Node-by-Node Statistics
In this view, the table displays one row for each terminal node. For example, if the overall response to your direct mail campaign was 10% but 20% of the records that fall into node X responded positively, the index percentage for the node would be 200%, indicating that respondents in this group are twice as likely to buy relative to the overall population.
For C&R Tree and QUEST nodes where an overfit prevention set is specified, two sets of statistics are displayed:
- tree growing set - the training sample with the overfit prevention set removed
- overfit prevention set
For other C&R Tree and QUEST interactive trees, and for all CHAID interactive trees, only the tree growing set statistics are displayed.
Nodes. The ID of the current node (as displayed on the Viewer tab).
Node: n. The total number of records in that node.
Node (%). The percentage of all records in the dataset that fall into this node.
Gain: n. The number of records with the selected target category that fall into this node. In other words, of all the records in the dataset that fall under the target category, how many are in this node?
Gain (%). The percentage of all records in the target category, across the entire dataset, that fall into this node.
Response (%). The percentage of records in the current node that fall under the target category. Responses in this context are sometimes referred to as "hits."

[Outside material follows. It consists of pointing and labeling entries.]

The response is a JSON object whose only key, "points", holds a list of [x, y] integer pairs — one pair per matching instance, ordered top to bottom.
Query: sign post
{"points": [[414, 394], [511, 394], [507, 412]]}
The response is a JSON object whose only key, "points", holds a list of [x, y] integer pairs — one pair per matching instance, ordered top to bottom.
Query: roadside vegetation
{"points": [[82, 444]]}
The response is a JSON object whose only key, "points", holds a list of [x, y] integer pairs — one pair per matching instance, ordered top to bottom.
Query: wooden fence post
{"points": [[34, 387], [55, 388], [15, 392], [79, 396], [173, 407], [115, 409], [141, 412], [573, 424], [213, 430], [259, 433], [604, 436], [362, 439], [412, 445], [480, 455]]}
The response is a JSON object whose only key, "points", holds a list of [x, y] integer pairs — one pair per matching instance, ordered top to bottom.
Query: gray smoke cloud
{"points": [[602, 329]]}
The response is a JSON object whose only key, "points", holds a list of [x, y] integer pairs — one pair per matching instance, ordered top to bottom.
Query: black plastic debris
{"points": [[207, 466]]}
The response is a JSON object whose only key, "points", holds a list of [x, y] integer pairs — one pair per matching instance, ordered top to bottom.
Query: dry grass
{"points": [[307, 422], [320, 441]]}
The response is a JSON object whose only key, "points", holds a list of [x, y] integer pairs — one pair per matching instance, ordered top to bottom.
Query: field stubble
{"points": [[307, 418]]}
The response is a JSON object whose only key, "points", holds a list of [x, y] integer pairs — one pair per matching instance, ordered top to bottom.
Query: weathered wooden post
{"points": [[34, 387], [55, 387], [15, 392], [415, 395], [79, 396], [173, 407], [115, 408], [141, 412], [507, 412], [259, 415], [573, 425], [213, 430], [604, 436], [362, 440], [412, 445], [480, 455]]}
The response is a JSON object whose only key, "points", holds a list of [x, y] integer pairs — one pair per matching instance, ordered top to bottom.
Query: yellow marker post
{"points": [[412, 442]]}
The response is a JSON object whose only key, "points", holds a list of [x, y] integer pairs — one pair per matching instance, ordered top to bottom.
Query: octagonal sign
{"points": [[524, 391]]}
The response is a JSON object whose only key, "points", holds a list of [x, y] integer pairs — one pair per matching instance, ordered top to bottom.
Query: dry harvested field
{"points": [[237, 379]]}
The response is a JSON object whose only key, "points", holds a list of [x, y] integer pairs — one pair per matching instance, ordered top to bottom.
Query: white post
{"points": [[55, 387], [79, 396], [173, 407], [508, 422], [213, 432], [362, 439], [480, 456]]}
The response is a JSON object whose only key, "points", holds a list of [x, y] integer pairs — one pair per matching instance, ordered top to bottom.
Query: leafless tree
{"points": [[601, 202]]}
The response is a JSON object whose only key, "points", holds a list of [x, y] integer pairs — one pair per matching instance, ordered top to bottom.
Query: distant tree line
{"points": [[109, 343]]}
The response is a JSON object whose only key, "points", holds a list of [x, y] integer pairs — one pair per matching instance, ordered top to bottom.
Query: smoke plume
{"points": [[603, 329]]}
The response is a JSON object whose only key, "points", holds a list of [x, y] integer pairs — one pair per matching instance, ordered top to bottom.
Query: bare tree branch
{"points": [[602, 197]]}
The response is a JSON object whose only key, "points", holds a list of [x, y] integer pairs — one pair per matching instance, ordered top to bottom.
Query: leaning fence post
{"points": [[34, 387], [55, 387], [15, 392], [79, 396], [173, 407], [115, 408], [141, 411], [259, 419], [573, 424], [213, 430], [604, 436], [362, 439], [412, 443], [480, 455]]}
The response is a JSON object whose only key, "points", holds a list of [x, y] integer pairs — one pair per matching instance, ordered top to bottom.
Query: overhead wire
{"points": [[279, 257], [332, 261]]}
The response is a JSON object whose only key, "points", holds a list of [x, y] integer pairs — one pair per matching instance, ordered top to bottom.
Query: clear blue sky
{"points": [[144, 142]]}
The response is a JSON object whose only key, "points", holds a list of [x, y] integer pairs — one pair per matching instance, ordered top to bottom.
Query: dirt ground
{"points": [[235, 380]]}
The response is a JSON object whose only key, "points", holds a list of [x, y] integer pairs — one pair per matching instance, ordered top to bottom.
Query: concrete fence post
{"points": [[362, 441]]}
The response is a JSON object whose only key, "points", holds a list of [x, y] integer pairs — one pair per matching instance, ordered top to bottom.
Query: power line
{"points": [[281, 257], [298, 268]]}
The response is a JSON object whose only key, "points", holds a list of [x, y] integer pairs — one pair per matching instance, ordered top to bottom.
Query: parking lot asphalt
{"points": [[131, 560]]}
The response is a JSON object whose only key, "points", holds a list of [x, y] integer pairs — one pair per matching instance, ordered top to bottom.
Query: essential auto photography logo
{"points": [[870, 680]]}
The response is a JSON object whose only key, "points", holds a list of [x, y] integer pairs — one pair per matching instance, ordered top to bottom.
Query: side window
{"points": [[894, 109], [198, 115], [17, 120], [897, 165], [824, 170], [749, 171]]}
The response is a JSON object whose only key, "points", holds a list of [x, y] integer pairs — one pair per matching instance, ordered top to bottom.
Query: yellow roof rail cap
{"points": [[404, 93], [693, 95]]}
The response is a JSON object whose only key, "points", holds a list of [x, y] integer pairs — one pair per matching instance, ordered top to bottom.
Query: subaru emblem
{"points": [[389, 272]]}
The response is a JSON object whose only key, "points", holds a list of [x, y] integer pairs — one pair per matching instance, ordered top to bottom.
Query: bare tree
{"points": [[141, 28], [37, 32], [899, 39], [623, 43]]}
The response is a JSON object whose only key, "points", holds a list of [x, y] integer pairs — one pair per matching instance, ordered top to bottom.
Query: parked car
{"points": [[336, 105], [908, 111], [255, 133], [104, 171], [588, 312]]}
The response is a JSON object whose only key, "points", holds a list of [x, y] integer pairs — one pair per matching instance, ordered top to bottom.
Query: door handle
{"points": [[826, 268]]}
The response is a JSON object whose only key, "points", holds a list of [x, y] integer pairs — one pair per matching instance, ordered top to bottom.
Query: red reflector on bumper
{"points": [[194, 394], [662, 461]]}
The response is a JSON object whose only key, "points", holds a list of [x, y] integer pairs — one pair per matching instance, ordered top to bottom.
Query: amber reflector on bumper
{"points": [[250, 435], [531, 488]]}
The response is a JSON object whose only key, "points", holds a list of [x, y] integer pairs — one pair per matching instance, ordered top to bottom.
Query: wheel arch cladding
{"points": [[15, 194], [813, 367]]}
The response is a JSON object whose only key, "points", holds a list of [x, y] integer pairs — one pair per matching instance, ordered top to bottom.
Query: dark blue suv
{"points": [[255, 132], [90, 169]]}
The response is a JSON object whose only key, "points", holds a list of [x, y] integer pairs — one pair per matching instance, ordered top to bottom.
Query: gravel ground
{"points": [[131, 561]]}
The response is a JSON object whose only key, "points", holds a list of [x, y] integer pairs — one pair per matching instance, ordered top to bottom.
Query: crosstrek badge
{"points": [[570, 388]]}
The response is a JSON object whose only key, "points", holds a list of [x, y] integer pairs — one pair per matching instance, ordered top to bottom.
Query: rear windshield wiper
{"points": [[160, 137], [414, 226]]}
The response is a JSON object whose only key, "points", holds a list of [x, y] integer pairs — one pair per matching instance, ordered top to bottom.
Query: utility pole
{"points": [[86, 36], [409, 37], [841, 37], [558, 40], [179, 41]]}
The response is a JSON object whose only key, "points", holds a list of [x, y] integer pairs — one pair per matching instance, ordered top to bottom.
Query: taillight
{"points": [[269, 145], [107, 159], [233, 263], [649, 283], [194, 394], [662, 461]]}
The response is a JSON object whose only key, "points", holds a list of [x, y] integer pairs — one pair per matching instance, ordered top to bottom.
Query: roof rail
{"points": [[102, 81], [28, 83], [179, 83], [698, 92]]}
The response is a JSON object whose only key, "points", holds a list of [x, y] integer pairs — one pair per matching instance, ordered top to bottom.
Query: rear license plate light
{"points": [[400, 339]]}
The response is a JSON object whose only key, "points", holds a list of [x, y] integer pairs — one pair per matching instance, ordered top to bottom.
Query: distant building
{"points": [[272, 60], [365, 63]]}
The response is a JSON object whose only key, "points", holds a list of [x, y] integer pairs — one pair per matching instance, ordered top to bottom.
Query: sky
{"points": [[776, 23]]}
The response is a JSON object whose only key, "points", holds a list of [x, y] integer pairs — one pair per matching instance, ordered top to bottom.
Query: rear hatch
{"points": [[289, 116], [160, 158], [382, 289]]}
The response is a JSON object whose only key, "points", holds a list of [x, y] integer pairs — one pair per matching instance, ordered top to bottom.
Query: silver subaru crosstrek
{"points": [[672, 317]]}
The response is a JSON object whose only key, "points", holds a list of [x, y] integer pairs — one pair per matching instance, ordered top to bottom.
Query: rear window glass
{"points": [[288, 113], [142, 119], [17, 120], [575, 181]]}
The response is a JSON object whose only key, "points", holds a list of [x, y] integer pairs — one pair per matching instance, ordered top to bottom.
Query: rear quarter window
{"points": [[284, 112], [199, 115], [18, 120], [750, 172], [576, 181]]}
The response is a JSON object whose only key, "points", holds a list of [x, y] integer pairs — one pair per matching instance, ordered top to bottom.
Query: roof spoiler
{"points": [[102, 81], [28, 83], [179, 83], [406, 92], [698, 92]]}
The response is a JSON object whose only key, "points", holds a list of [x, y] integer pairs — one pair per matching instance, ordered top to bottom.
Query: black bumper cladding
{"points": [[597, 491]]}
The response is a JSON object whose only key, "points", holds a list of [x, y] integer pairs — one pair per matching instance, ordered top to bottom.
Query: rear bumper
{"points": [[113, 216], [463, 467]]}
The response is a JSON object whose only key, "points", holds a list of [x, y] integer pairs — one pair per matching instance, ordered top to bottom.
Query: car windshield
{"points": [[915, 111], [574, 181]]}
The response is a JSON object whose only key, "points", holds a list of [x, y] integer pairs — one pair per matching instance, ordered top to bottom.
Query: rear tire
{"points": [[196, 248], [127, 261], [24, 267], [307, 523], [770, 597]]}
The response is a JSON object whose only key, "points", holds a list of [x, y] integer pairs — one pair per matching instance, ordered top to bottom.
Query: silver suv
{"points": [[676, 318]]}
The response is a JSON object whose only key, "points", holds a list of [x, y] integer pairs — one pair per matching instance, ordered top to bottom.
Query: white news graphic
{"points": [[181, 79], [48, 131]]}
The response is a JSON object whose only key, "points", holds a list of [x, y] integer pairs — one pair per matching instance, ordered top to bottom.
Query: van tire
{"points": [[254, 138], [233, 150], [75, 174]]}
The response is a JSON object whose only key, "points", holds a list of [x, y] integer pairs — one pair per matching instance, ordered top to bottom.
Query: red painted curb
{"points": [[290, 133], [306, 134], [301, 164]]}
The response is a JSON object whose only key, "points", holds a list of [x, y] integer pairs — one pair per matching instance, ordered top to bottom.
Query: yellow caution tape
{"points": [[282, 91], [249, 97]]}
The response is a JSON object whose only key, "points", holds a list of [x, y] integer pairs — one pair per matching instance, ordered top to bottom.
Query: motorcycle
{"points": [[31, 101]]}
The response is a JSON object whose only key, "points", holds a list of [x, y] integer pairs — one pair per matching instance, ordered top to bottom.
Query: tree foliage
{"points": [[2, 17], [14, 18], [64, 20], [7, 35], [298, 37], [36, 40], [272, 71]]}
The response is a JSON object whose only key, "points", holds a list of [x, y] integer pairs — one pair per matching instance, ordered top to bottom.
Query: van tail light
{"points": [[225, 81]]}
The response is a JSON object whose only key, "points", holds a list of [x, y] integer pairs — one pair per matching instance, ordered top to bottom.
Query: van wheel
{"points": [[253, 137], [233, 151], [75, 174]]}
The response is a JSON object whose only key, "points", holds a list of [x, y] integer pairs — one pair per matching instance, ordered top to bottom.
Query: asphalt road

Index (%). The response percentage for the current node expressed as a percentage of the response percentage for the entire dataset. For example, an index value of 300% indicates that records in this node are three times as likely to fall under the target category as for the dataset as a whole.
Cumulative Statistics
In the cumulative view, the table displays one node per row, but statistics are cumulative, sorted in ascending or descending order by index percentage. For example if a descending sort is applied, the node with the highest index percentage is listed first, and statistics in the rows that follow are cumulative for that row and above.
The cumulative index percentage decreases row-by-row as nodes with lower and lower response percentages are added. The cumulative index for the final row is always 100% because at this point the entire dataset is included.
Quantiles
In this view, each row in the table represents a quantile rather than a node. The quantiles are either quartiles, quintiles (fifths), deciles (tenths), vingtiles (twentieths), or percentiles (hundredths). Multiple nodes can be listed in a single quantile if more than one node is needed to make up that percentage (for example, if quartiles are displayed but the top two nodes contain fewer than 50% of all cases). The rest of the table is cumulative and can be interpreted in the same manner as the cumulative view.